When inflation takes out your favorite pie shop
- Alan Neuhauser, author of Axios Pro: Climate Deals

Illustration: Natalie Peeples/Axios
When I headed to Maine with my family for an annual trip to Acadia, we were crushed to discover that our favorite pie shop, IslandBound Treats, had closed due to soaring prices for ingredients.
Why it matters: The impacts of surging food and commodity prices — and inflation in general — are being felt everywhere. For some businesses, especially the small ones, simply charging more isn't an answer.
What's happening: Mary Musson — also known simply as "The Pie Lady" — baked and sold homemade pies from a sunny, wood-fronted shack in Southwest Harbor, Maine.
- In taste and texture, from crust to filling, Musson's triple-berry pie was irresistible — a multi-slice-per-night affair. To borrow from a college kid working the cash register in one of the stores in town, "Her pies were a level up."
- During our last pre-pandemic trip in 2019, we carted home 12 pies requested by friends and family in Massachusetts, New Jersey, and D.C.
Driving the news: In May, Musson indicated that high prices were presenting new challenges.
- "Because I have friends in the food service industry, I anticipated that food costs would have gone up this year. I had no idea the price of blueberries, Maine blueberries, would go up nearly 40%," Musson wrote in a Facebook post.
- Later, an outgoing voicemail confirmed that she wasn't opening for the summer season: "I am heartbroken to report that due to the rising costs of my pie-making ingredients, I am unable to open the pie shop for the 2022 season," Musson told callers.
Zoom out: Blueberries are a big commodity in Maine. But even as production rebounded from a recent low in 2020, high prices on fertilizer, fuel, and crop protection stoked an increase in prices.
- "Some of these costs are more than double what they were last year," Julie Ann Smith, executive director of the Maine Farm Bureau Association, tells Axios.
- "For our farmers that are able to sell directly to consumers, they have had to increase their prices to accommodate for their cost of production increases."
By the numbers: Prices nationally for processed blueberries — such as frozen ones — jumped more than 25% in 2021 from the year before, per the latest USDA data available.
- Meanwhile the average of prices of butter and flour are also each up more than 25% from December, per BLS data.

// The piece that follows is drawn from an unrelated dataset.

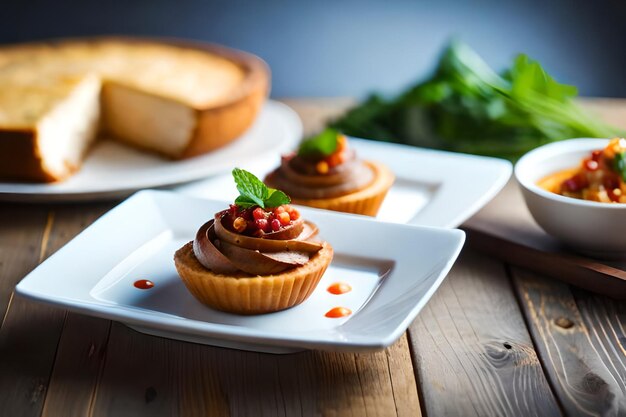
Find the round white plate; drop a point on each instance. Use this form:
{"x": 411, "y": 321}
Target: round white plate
{"x": 113, "y": 170}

Back to the pies: Cookie Baldwin, another baker near Southwest Harbor, hiked her pie prices to $25 from $22 last year. She now buys her pie boxes and pie plates from Amazon, instead of a more expensive distributor, and every couple weeks drives her Toyota truck (3 hours round trip) to replenish her berry supply.
- "I load it up with 300 pounds of frozen fruit," Baldwin says. "When you buy it from the source it's not as much money."
Yes, but: Not everyone is willing to simply raise prices. "I’ve had many loyal, longtime customers reach out to say they would pay 'any price' for one of my pies," IslandBound's Musson tells Axios in a text message.
- "All of the rest of the customers would assume I was gouging or some other nonsense. I hear people complain about the cost of eating out all day long, but like any industry, when you don’t understand the challenges and the million other nuances of food service, we can’t expect people to understand."
Bottom line: "I’m sad about having to close but I’m more sad that scratch made food is becoming a luxury when it used to be the other way around," she added.